Baby Names
Baby Names

Boardroom-proof baby names a hit in 2019

Babies born last year were named with the boardroom in mind, experts have revealed with conventional names like Charlotte and Oliver coming out on top.

Oliver, followed by Noah and William were the top baby names for boys according to data from the NSW Registry of Births Deaths and Marriages.

For girls, British royal family inspired Charlotte was the winner, narrowly followed by Olivia and Mia.

Melissah Crammond with kids William 6, Charlotte 4 and 8 month old Oliver. Picture: Tim Hunter.
Melissah Crammond with kids William 6, Charlotte 4 and 8 month old Oliver. Picture: Tim Hunter.


Parenting expert Michael Grose said this trend highlights that parents are choosing names that sound authoritative and would serve children well into adulthood.

"It's the boardroom test - if you're sitting on a board at 35, and someone turns around and introduces you as 'Here is Daisy Poo' it doesn't sound great. Parents are thinking about that," Mr Grose told The Daily Telegraph.

"Parents are more conservative, less likely to try trends. There's an element of social class in the whole notion of choosing names for kids and so choosing names for kids is an aspirational thing.

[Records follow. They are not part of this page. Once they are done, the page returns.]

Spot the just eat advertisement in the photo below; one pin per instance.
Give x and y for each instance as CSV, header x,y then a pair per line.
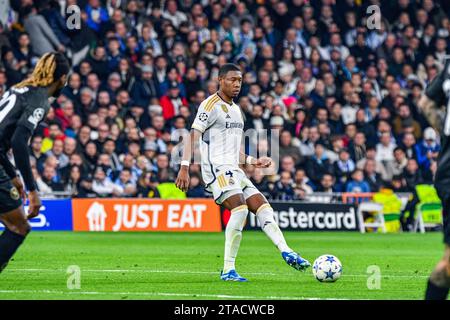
x,y
191,215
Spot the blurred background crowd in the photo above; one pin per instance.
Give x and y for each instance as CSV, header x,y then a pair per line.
x,y
343,96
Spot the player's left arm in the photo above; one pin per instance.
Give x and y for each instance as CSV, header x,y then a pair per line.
x,y
262,162
32,115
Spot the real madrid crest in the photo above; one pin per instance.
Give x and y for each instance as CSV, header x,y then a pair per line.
x,y
14,194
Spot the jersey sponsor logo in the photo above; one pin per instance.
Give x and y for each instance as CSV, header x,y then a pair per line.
x,y
234,125
203,117
37,116
14,193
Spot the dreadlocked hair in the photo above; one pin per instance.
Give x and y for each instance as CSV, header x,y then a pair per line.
x,y
43,73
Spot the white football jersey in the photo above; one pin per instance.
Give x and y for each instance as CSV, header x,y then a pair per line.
x,y
222,125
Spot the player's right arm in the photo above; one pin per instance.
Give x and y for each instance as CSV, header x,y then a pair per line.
x,y
206,116
183,178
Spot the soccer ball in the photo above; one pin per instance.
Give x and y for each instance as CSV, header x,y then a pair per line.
x,y
327,268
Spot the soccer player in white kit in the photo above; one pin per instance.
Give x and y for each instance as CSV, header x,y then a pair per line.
x,y
218,127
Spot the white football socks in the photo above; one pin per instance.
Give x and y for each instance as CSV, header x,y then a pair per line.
x,y
271,228
233,236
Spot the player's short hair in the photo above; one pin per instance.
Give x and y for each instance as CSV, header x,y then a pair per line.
x,y
50,67
227,67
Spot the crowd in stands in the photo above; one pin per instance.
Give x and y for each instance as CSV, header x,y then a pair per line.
x,y
344,96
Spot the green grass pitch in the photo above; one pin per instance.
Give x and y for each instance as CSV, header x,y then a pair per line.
x,y
187,266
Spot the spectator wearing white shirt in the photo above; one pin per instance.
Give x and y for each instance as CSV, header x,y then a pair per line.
x,y
385,148
173,15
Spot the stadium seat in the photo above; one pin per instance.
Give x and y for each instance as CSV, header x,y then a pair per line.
x,y
429,210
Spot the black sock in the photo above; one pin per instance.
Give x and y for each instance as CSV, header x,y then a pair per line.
x,y
9,242
434,292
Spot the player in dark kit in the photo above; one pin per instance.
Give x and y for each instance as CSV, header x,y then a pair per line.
x,y
21,109
437,94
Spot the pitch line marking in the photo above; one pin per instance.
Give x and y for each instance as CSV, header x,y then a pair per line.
x,y
167,294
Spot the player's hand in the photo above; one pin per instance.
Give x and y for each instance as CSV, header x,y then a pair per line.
x,y
34,205
19,186
182,181
263,162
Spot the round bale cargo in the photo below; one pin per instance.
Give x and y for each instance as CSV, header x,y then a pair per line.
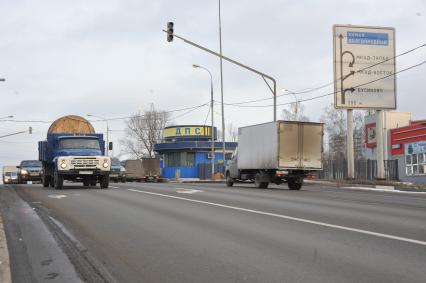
x,y
71,124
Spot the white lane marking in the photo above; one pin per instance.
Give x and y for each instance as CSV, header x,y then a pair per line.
x,y
188,191
408,240
57,196
384,190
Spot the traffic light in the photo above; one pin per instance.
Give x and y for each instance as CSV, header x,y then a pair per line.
x,y
170,31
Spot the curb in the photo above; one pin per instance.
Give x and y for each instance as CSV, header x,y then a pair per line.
x,y
5,275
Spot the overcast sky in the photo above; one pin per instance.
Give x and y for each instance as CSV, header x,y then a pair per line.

"From a middle class perspective people are starting to identify more with the royals in many ways."

 

 

The royal family connection was more evident in the list of top middle names with Grace, Elizabeth and Anne among the top 10 middle names for girls and William, Alexander and George among the top 10 for boys.

Mr Grose said parents are choosing names that represent their own personalities.

"Research shows the more traditional your name is the more likely you are to be successful. When families were larger you had lots of kids and kids were not an extension of yourself," he said.

 

"But as we have smaller and smaller families now naming a child is part of being a parent. Parents are asking, 'What's the brand I'm going to put on this child?'."

Menai mum Melissah Crammond went for traditional names from her British heritage for daughter Charlotte, 4, six-year-old William and newborn Oliver.

"Oliver was always the name we went back to. It didn't matter how many names we went through, we ended up coming back to it," she said.

"William was our first son named after my husband's grandfather. I like traditional names and wanted all three names to go together. When I named Oliver I wanted to make sure it went with William and Charlotte."

With middle names, Ms Crammond chose less common monikers, with Darcy for Oliver and Ben for William.

"I was going to name Charlotte, Charlotte Elizabeth because of a family tradition but then Princess Kate named her daughter that the same year and I didn't want to look like I copied her. So we went with Charlotte Grace."